**A brief explanation of our model**

We demonstrate how our model works
by the following simple example. Note that this is a very simple demonstration of the basic framework
of our model. The actual implementation in our software package does not strictly follow this demonstration.

Our model aims at finding x such that x minimizes
|Ax-b|_2^2+mu*|x|_1, and then use this x for prediction. A and b are determined by the data and the size of the sliding
window, and mu is either input by the user, trained by train_model.m if the solver is not 'path-finding'. If the solver
is 'path-finding', then mu is ignored.

Suppose we have 20 stock price differenctial data for 5 stocks. We're
interested in predicting the differential prices (which is close to predicting the returns) for stock 1
starting at time step 21. We'll use a sliding window size 10. That is, we'll use the value of the time
series from time step i-10 to i to predict the price difference at time step i+1 for stock 1. We will
always use mu=0.03. We will use the solver 'l1_ls' which solves . We don't remove the target series (i.e stock 1) when
we do prediction because we assume that stock 1 also linearly depends on a shifted copy of itself.

Now we initialize our model: We first
make a copy of stock 1 (the stock we're interested in prediction). Then We shift stock 1 backwards by one time step, discarding its first value. So at
the last time step (time step 20), the value of the target series (from now on, we call it stock 0) at
time step 20 is the value of stock 1 at time step 21, which is of course unknown. But we can use the solver
to predict the value of stock 0 at time step 20. This predicted value will be the predicted value of stock 1
at time step 21.

Next, we feed the matrix A, the vector b,
and the mu to the solver. We take the values of Stock 1 through Stock 5 from time step 20-10=10 to 20-1=19. This
matrix will be our A. Then we take the values of Stock 0 from time step 20-10=10 to 20-1=19. This vector will
be b. The mu value is fixed in our example (although in reality, mu should be frequently trained). We feed these
parameters to the "Black Box" and get back an X. Notice that the number of time steps in A equals the sliding
window size 10.

In our model, we assume that there exists a
sparse linear correlation between Stock 0 and Stock 1 through Stock 5. Previous step gives us such a sparse linear
correlation vector x, so in this step, we will use this x to predict the value of stock 0 at time step 20. It is
simple: Treat the values of Stock 1 through Stock 5 at time step 20 as a vector. The dot product of this vector with
x is the predicted value for Stock 0 at time step 20. This value is also the predicted value of Stock 1 at time step 21.
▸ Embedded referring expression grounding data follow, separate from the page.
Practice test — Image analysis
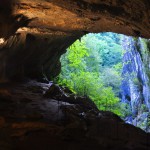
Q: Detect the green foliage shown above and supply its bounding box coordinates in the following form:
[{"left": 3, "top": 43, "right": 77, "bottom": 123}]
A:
[
  {"left": 82, "top": 33, "right": 122, "bottom": 68},
  {"left": 119, "top": 103, "right": 132, "bottom": 118},
  {"left": 139, "top": 39, "right": 150, "bottom": 82},
  {"left": 93, "top": 87, "right": 121, "bottom": 115},
  {"left": 100, "top": 67, "right": 122, "bottom": 96},
  {"left": 67, "top": 40, "right": 88, "bottom": 68},
  {"left": 147, "top": 113, "right": 150, "bottom": 127},
  {"left": 141, "top": 104, "right": 149, "bottom": 112},
  {"left": 113, "top": 63, "right": 123, "bottom": 72},
  {"left": 57, "top": 32, "right": 124, "bottom": 117}
]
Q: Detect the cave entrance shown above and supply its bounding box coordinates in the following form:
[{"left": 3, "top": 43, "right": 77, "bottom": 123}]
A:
[{"left": 55, "top": 32, "right": 150, "bottom": 132}]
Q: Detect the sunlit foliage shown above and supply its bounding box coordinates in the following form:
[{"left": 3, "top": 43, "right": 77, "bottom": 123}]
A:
[{"left": 56, "top": 33, "right": 129, "bottom": 117}]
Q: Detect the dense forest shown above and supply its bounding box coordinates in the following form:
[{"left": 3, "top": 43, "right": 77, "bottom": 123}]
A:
[{"left": 55, "top": 33, "right": 131, "bottom": 118}]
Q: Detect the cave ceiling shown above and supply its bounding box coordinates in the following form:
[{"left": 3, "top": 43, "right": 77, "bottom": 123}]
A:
[
  {"left": 0, "top": 0, "right": 149, "bottom": 38},
  {"left": 0, "top": 0, "right": 149, "bottom": 80}
]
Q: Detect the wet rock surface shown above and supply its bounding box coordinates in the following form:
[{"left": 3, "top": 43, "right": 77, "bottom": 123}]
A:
[{"left": 0, "top": 80, "right": 149, "bottom": 150}]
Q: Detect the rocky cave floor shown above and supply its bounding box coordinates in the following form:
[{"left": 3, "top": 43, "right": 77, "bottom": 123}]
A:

Finally, after we recieve the values of the stocks
at time step 21, we update our model: We discard the values in Stock 0 through Stock 5 at time step 9+1=10. We append the
new values to the end of Stock 1 through Stock 5. We also make a copy of the new value for Stock 1 and append it to the end
of Stock 0. Next time when we want to predict the value of Stock 0 at time step 22, we take the values between time step 11 to
time step 20 in Stock 1 through Stock 5 as A, the values between time step 11 and time step 20 in Stock 0 as b, and
the mu input by the user, and repeat the above procedure for prediction.